The February, 2015 regulations, passed by then-FCC Chair Tom Wheeler and made on President Obama's recommendation, reclassified broadband internet service as a telecommunications service. In doing so, it prevented the segregation of internet access by cost, and preserved net neutrality.
Thursday's repeal of those rules, led by FCC Chair and Trump appointee Ajit Pai, was immediately decried as a violation of the First Amendment's right to free speech by denying equal access to any part of the internet to any individual, based on their ability to pay.
Supporters of the decision hail it as a victory for investment and innovation.
Proponents of net neutrality include consumer advocates, human rights organizations, online and internet application companies, Electronic Frontier Foundation, ACLU, Facebook, Google, Microsoft, Netflix, Reddit, Vimeo, Yahoo!, Vonage, eBay, Amazon, IAC/InterActiveCorp, Reddit, Twitter, Tumblr, Etsy, others.
Opponents include internet infrastructure service providers, AT&T, Comcast, Verizon, National Cable & Telecommunications Association, National Music Publishers Association, US Telecom & Broadband Association, Time Warner Cable, Cablevision, Cisco, Tekelec, IBM, Intel, Panasonic, Ericsson, others.

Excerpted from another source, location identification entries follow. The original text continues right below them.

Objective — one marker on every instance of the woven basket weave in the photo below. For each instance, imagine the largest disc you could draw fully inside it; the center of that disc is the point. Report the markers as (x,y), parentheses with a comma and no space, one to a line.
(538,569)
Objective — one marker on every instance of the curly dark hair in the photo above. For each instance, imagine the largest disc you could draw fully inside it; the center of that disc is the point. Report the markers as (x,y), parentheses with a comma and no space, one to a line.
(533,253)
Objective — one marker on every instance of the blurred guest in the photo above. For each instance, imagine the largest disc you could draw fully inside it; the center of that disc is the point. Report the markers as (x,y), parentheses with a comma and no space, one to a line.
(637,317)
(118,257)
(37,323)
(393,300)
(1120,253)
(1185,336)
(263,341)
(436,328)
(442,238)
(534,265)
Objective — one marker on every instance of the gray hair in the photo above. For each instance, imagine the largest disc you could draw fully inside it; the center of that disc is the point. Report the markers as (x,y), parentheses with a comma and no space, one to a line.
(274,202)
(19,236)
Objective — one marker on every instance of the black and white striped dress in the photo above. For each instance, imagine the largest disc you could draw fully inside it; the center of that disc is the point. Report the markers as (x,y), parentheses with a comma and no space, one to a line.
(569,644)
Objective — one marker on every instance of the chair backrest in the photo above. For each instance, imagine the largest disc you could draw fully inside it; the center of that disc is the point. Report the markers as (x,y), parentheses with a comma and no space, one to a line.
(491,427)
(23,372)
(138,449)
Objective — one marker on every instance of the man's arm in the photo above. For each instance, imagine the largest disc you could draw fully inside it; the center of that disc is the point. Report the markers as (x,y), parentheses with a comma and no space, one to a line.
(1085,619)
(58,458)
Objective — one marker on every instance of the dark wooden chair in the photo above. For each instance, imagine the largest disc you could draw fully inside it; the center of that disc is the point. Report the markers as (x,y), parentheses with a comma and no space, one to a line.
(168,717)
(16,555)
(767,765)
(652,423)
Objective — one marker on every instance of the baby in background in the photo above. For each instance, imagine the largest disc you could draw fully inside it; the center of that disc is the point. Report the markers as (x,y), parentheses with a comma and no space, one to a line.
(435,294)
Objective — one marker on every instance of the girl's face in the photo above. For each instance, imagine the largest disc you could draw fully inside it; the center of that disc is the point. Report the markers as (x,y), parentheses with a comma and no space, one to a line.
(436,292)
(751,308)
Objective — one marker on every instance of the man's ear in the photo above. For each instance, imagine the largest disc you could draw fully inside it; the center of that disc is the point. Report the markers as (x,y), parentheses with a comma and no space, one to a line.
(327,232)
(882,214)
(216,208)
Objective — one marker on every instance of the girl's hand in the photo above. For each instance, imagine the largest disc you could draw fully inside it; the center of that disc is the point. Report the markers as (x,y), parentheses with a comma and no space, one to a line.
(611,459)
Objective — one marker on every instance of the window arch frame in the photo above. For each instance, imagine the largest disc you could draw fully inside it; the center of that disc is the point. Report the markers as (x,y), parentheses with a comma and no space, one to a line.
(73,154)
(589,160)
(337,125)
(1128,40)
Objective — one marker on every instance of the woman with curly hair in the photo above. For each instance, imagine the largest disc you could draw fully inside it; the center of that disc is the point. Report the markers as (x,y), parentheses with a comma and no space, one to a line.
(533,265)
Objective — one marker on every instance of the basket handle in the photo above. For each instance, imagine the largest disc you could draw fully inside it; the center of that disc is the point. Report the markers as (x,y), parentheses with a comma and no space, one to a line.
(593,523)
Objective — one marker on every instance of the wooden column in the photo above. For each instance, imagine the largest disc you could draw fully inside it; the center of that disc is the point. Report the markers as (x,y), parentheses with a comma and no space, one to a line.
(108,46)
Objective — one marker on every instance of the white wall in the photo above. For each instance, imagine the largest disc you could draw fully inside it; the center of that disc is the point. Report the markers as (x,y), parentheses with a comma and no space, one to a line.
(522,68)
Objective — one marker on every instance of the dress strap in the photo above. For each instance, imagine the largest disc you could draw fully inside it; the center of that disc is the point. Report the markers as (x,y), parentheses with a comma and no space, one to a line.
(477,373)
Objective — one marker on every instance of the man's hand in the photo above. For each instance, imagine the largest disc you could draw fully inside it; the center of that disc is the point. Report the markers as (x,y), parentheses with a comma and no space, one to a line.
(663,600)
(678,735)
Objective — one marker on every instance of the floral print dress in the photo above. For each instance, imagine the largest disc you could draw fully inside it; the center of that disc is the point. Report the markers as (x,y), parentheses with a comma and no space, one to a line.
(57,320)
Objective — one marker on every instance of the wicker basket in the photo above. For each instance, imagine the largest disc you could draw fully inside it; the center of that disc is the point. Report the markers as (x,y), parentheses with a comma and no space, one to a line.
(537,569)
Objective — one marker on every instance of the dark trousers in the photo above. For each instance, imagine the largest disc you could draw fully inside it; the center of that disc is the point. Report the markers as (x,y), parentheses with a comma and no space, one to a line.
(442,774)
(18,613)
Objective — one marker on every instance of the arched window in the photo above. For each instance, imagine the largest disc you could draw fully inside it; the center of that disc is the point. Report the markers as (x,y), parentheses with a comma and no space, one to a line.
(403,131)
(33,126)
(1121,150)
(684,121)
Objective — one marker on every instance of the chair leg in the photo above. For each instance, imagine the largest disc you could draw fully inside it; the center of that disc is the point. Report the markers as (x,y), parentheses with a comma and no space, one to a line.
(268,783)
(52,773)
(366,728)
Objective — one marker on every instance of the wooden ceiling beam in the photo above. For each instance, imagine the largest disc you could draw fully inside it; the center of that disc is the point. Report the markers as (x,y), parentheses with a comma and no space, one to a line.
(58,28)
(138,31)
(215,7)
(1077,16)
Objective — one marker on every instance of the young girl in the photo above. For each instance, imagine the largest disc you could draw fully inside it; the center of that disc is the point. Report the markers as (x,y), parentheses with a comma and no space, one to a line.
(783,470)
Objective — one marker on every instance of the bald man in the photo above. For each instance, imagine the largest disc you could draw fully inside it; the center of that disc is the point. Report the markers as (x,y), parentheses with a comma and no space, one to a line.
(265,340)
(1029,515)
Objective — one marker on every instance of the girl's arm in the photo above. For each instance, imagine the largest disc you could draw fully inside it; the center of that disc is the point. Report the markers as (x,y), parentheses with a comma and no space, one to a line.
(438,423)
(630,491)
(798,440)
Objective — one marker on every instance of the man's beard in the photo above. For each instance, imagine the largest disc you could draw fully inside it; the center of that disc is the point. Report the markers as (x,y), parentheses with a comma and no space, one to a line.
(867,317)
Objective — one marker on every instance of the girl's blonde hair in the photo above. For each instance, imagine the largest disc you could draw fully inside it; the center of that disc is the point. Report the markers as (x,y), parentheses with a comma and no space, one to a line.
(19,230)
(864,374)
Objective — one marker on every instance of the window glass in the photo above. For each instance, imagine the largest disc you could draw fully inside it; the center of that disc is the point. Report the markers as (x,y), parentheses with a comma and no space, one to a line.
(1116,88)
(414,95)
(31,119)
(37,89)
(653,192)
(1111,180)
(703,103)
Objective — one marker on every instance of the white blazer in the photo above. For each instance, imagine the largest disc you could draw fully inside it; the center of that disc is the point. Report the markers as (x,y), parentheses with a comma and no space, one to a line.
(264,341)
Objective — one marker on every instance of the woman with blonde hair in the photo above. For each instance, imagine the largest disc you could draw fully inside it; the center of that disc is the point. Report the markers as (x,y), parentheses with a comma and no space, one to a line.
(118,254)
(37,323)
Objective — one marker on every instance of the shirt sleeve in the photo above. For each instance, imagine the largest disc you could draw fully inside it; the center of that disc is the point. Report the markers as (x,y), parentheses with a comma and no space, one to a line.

|"Just as your phone company shouldn't decide who you call and what you say on that call, your ISP shouldn't interfere with the content you view or post online" -- FreePress.net|
A rapidly growing list of states have, or are expected to, file law suits against the action, including New York, Washington, Illinois, Oregon, Massachusetts, and Iowa.
Under the Congressional Review Act, and with a two-thirds majority vote in both houses, Congress can pass a "Resolution of Disapproval" and overturn the FCC's decision.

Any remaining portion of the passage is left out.